1) It risks creating hot spots in the battery box
2) Switching large current is more prone to failure than low current.
I mostly agree with you. I'll be using two 12V x 12W pads, in serial for my 8S pack. So that's only one amp. Some of my electronics is also to prevent the "hot spot" you are talking about. I've got two thermostats. One is the desired temp for the batteries (sensor on the top of the pack) and the other is to limit the heat (sensor on top of the 1/4" aluminum which is on top of the pads).
I once calculated that with a small box insulated to R30 and reasonably well sealed, it only takes ~10Wh/day to maintain the temp above freezing if the outside of the box is -25deg. That means even a 10 W heat pad would do the trick. In your case, you do not need to maintain that large of a temp difference so a 10W heat pad would be more than enough.
Well, R30 is not easy to attain. 2" XPS is only R10 (an R-value of 5 for every inch thick), so to get R30 I'd need six inches of XPS on all sides. My box is already bigger than I would originally imagined it. I think your sentence of "a small box insulated to R30" is an oxymoron. ;)
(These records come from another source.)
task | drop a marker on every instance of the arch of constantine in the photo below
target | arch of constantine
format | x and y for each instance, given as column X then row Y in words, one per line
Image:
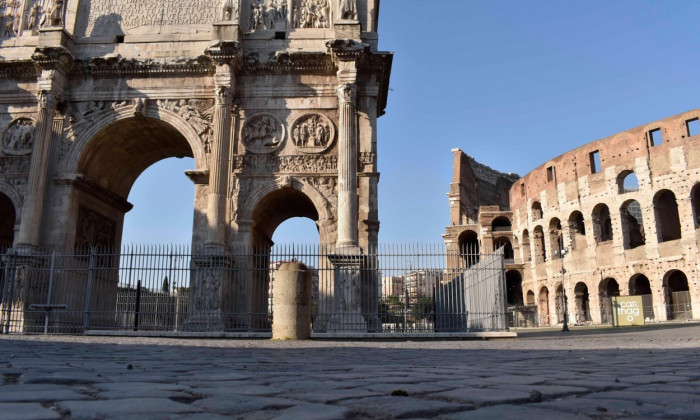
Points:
column 277, row 101
column 617, row 216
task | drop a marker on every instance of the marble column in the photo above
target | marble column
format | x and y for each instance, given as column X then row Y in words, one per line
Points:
column 30, row 229
column 347, row 167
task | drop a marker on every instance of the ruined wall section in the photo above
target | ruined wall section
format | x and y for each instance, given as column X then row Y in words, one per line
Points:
column 664, row 156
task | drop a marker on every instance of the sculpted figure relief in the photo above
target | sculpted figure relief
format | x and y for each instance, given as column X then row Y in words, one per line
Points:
column 268, row 14
column 263, row 133
column 348, row 9
column 312, row 14
column 313, row 133
column 19, row 137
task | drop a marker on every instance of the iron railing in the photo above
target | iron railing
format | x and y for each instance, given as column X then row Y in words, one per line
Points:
column 388, row 289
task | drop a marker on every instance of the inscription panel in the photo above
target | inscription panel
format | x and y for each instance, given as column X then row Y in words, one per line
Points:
column 116, row 17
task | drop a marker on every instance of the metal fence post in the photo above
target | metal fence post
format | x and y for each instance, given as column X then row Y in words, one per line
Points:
column 88, row 292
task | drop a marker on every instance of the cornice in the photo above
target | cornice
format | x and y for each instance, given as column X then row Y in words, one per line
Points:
column 118, row 66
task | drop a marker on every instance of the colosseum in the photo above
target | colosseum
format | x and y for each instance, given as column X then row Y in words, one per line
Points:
column 618, row 216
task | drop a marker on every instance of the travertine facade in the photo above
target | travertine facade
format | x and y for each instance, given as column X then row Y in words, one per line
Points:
column 624, row 212
column 276, row 100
Early in this thread I tried to show the math of heat loss and specific heat of the batteries. I used pretty much what I had designed to that point, which is pretty close to what I've built, except that the box is quite a bit bigger. Based on 50°F inside and 32°F outside the box, I came up with a continuous loss of around 3.5W. So that's 3.5Wh per hour, or something over 80Wh/day. That's quite a bit higher than you are suggesting, and I didn't use as extreme a temperature outside the box (you said -25°F). I'd love for you to check my math in that first post.
 
Panasonic sells vacuum insulated panels that are hollow fiberglass with vacuum pulled and mylar pouch to seal.

Theres a 12 x 12 x 1 inch panel that is R20.
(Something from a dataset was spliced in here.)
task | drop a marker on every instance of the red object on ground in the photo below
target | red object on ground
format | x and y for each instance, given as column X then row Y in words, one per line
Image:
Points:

I am using these in my upcoming projects that need thermal insulation.

Pad them with something soft so they don’t pop. I put neoprene on mine before boxing them in with another hard material. Adhesive backed neoprene makes them much less vulnerable to puncture.

R40 in 2 inches sounds relatively small…? ?

1628884355465.png
 
Panasonic sells vacuum insulated panels that are hollow fiberglass with vacuum pulled and mylar pouch to seal.
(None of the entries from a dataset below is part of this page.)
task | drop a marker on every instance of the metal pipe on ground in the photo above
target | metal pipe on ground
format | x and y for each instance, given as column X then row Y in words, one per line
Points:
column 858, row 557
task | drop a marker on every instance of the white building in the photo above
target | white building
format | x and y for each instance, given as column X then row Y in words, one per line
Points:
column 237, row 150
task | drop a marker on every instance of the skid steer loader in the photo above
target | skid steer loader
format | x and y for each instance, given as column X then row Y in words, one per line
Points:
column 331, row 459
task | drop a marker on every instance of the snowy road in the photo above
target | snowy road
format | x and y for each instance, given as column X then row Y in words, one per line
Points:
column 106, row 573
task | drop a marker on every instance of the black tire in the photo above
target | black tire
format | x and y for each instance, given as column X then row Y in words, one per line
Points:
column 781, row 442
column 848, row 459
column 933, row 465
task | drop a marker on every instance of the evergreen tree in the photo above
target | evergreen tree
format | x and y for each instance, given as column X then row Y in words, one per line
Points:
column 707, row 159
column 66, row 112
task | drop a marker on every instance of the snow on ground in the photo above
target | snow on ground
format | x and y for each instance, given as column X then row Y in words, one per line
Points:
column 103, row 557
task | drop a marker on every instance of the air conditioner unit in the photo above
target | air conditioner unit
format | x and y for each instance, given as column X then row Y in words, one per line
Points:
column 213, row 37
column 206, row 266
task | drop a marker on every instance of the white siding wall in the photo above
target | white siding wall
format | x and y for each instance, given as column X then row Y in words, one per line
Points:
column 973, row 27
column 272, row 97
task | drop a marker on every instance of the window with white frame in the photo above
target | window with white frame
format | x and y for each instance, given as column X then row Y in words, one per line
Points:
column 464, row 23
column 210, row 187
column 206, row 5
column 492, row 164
Theres a 12 x 12 x 1 inch panel that is R20.

I am using these in my upcoming projects that need thermal insulation.

Pad them with something soft so they don’t pop. I put neoprene on mine before boxing them in with another hard material. Adhesive backed neoprene makes them much less vulnerable to puncture.

R40 in 2 inches sounds relatively small…? ?

View attachment 59995
Nice! How much is this stuff? Do you have a link?

"vacuum insulated" kinda scares me. I am virtually certain I would poke holes in them, probably while building the box, but certainly within the first year of it being deployed.
 
Panasonic sells vacuum insulated panels that are hollow fiberglass with vacuum pulled and mylar pouch to seal.

Theres a 12 x 12 x 1 inch panel that is R20.

I am using these in my upcoming projects that need thermal insulation.

Pad them with something soft so they don’t pop. I put neoprene on mine before boxing them in with another hard material. Adhesive backed neoprene makes them much less vulnerable to puncture.

R40 in 2 inches sounds relatively small…? ?

View attachment 59995
That's weird, I hit reply to ask for more data and the quote has an image that I don't see in your original post....

Do you have a link to where they can be purchased?
 
I found a link. They are cheaper than I feared...... but not cheap.


Edit: The forum SW seems to be acting up. I have no idea why the link I added above says 'invalid request' but if you click on it you will go to the product at Digikey.com
 
That's weird, I hit reply to ask for more data and the quote has an image that I don't see in your original post....
Edit: The forum SW seems to be acting up. I have no idea why the link I added above says 'invalid request' but if you click on it you will go to the product at Digikey.com

Hmmm. I was on firefox before. Now I am on MS Edge. I see the image in @curiouscarbon post, but it still says "invalid request" on my link.